HiCRISP: An LLM-based Hierarchical Closed-Loop Robotic Intelligent Self-Correction Planner
Chenlin Ming, Jiacheng Lin, Pangkit Fong, Han Wang, Xiaoming Duan, Jianping He
TL;DR
This work addresses the lack of stepwise self-correction in LLM-based robotic planning by introducing HiCRISP, a Hierarchical Closed-loop Robotic Intelligent Self-correction Planner. It frames task execution as a finite MDP, with the LLM decomposing instructions into a state-action path $igl\langle \mathcal{S}, \mathcal{A}, \mathcal{P}, \mathcal{R} \bigr\rangle$ and using perception to detect high-level and low-level failures, while employing a stack-based, depth-limited error-correction mechanism. High-level feedback re-plans via rectified actions $a_{\text{correction}}$ to bridge from $s_{\text{error}}$ toward the desired $s_{i+1}$; low-level feedback relies on movement primitives with built-in error checks, invoking LLM-driven corrections only for novel issues. Across virtual (Virtual Home) and robot-simulation (Gazebo, Bullet) setups, and real-world AGV experiments, HiCRISP achieves higher execution and success rates than baselines like ProgPrompt, demonstrating improved robustness and adaptability in dynamic environments.
Abstract
The integration of Large Language Models (LLMs) into robotics has revolutionized human-robot interactions and autonomous task planning. However, these systems are often unable to self-correct during the task execution, which hinders their adaptability in dynamic real-world environments.
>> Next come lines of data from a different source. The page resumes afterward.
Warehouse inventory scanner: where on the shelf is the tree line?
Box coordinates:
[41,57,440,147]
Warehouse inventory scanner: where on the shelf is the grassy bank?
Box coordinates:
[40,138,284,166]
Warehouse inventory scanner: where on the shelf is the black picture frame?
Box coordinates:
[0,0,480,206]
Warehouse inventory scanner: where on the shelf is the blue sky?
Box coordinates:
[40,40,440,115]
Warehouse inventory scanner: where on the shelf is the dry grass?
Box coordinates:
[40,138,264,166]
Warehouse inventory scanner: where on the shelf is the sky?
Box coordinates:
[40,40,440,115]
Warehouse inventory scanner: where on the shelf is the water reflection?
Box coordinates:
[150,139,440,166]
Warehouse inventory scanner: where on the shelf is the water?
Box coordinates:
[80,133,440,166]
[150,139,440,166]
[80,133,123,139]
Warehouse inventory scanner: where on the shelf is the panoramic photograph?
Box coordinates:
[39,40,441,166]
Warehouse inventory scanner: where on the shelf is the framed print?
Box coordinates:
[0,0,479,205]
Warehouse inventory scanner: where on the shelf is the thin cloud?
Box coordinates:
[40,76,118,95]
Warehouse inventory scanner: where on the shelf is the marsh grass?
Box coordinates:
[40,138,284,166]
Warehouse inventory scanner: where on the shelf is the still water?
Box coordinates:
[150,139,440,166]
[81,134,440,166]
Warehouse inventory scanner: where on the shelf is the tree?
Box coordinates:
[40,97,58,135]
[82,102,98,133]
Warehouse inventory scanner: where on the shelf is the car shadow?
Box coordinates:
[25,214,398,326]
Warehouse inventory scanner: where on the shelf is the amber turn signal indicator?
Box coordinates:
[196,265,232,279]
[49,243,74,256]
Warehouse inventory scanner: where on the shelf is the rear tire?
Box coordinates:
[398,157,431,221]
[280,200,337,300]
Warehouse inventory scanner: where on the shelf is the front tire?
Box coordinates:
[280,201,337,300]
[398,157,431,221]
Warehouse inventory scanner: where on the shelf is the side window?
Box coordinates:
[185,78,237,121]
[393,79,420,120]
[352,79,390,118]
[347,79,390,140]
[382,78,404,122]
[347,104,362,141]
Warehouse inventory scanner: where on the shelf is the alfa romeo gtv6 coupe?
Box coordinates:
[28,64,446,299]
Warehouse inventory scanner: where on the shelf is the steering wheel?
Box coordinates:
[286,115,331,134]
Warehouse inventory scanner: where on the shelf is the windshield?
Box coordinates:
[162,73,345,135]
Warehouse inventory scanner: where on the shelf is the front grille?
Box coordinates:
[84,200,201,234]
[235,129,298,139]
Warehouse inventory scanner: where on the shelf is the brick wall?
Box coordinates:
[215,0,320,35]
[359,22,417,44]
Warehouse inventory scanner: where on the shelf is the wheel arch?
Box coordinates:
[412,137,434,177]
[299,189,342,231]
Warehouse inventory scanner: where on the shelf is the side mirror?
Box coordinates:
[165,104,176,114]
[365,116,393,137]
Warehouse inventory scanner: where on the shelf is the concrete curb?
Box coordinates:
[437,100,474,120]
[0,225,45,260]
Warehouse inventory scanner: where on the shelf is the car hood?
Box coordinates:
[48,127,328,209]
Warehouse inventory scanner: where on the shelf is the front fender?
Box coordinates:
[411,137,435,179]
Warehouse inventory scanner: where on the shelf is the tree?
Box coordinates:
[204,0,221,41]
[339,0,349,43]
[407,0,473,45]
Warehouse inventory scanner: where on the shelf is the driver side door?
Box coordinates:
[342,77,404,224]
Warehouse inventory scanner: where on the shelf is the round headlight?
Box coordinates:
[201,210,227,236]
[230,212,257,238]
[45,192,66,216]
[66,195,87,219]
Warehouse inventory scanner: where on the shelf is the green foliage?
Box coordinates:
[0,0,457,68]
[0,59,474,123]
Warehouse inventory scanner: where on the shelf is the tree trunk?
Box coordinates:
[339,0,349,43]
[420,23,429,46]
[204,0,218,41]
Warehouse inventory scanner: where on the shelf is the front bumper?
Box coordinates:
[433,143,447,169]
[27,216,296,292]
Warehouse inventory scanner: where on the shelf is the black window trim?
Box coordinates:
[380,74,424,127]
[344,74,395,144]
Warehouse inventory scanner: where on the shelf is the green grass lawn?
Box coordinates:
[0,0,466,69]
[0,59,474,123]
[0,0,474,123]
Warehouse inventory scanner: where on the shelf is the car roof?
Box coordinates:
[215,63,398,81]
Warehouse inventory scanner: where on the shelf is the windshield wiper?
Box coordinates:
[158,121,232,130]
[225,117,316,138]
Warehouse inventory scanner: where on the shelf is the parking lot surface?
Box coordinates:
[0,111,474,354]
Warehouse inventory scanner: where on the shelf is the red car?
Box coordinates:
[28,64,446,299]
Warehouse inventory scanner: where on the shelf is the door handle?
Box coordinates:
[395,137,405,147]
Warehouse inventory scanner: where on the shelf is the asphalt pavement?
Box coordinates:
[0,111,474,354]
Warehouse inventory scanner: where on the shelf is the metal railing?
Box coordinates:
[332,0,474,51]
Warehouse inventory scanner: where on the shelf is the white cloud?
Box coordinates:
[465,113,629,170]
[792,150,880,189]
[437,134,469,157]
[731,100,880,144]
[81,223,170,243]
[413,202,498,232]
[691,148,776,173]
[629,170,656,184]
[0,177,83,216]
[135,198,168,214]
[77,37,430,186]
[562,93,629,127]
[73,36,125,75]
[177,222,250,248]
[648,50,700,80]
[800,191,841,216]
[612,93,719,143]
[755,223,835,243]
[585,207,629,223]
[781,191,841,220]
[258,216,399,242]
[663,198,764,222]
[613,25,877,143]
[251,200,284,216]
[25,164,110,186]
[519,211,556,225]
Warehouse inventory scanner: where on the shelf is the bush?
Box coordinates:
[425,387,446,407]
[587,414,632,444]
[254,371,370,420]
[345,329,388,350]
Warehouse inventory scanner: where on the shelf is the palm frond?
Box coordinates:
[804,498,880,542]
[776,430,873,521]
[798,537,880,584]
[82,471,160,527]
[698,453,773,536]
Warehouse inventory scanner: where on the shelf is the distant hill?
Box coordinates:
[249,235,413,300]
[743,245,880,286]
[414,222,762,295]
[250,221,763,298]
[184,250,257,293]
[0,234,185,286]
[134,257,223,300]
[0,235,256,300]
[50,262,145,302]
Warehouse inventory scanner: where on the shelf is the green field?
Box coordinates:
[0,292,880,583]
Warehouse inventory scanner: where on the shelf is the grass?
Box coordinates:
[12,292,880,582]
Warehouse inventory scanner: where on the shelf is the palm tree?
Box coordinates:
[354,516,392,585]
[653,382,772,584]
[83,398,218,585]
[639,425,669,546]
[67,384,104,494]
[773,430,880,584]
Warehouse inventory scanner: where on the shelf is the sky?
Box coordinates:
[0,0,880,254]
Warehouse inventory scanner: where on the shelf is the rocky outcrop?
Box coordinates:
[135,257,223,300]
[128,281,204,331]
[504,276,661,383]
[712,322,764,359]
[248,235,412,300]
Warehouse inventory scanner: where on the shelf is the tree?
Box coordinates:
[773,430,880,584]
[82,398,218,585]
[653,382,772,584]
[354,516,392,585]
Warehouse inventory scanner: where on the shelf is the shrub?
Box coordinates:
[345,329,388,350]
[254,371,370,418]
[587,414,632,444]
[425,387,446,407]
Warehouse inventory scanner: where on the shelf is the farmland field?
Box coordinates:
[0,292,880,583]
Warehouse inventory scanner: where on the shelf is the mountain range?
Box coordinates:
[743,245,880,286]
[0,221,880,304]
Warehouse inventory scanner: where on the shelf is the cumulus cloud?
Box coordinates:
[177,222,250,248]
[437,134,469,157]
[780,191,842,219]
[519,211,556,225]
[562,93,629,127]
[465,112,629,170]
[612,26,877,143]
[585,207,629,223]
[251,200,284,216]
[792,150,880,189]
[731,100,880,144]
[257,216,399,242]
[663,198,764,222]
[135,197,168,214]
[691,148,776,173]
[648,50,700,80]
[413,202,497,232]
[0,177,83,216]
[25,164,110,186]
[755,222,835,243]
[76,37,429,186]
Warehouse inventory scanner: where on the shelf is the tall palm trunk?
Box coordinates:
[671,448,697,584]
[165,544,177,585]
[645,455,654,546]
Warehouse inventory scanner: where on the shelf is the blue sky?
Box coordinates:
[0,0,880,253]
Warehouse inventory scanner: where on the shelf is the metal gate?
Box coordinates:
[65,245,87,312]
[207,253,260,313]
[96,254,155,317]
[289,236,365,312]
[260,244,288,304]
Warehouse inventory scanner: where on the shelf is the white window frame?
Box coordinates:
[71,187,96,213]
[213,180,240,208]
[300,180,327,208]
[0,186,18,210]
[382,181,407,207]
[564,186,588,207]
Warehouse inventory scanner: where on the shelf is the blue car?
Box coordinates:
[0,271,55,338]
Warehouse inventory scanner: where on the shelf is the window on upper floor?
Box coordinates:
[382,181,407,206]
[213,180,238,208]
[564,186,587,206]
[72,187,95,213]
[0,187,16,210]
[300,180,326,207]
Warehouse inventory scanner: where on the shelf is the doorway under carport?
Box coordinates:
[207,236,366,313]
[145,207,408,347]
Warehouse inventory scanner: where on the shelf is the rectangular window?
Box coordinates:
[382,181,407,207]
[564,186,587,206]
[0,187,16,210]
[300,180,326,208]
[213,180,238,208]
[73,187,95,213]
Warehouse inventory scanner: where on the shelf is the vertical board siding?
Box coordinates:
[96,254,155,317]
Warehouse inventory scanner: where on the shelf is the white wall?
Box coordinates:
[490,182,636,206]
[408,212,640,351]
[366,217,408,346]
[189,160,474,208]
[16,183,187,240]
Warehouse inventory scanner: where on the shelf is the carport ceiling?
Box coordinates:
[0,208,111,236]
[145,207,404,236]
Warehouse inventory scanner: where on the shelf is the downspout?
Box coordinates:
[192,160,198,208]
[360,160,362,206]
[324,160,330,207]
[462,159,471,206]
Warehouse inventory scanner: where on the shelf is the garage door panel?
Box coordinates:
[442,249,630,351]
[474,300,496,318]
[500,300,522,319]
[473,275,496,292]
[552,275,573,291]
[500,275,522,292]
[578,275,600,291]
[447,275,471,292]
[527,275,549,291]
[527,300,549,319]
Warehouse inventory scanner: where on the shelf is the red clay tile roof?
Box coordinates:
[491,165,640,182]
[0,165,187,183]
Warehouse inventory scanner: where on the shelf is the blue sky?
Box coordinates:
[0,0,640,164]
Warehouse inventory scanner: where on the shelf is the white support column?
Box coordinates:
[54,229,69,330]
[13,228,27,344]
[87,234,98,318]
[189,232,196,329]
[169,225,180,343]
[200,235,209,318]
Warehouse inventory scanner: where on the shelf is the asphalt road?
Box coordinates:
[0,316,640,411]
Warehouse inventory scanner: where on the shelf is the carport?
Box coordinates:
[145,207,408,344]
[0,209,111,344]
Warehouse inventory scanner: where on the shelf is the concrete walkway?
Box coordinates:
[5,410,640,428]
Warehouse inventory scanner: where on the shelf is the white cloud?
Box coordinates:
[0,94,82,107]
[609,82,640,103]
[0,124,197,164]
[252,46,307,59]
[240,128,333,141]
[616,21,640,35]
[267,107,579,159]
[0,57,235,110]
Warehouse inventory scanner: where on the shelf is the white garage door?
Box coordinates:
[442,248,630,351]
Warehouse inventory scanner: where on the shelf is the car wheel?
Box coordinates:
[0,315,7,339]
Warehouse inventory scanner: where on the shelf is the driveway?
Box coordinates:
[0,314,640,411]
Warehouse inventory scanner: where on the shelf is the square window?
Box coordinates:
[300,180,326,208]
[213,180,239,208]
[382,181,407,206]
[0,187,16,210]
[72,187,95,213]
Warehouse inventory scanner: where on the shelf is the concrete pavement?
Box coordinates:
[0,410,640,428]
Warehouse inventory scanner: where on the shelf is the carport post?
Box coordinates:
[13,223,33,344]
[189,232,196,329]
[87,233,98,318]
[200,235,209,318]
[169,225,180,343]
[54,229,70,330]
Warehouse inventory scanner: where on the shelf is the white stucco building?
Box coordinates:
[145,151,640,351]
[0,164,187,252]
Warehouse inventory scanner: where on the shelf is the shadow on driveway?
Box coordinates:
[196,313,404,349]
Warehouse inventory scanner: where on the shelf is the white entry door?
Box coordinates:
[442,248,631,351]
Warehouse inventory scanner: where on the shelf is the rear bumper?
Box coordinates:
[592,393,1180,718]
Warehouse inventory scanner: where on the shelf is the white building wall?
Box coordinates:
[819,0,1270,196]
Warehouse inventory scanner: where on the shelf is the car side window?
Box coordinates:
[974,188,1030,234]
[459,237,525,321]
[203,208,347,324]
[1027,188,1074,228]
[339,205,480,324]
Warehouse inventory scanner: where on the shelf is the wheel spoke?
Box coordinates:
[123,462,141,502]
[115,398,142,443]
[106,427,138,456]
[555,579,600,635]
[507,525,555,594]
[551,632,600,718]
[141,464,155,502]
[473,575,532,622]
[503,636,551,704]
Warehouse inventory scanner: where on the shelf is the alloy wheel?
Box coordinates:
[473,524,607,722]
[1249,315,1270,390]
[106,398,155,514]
To address this issue, we present a Hierarchical Closed-loop Robotic Intelligent Self-correction Planner (HiCRISP), an innovative framework that enables robots to correct errors within individual steps during the task execution. HiCRISP actively monitors and adapts the task execution process, addressing both high-level planning and low-level action errors. Extensive benchmark experiments, encompassing virtual and real-world scenarios, showcase HiCRISP's exceptional performance, positioning it as a promising solution for robotic task planning with LLMs.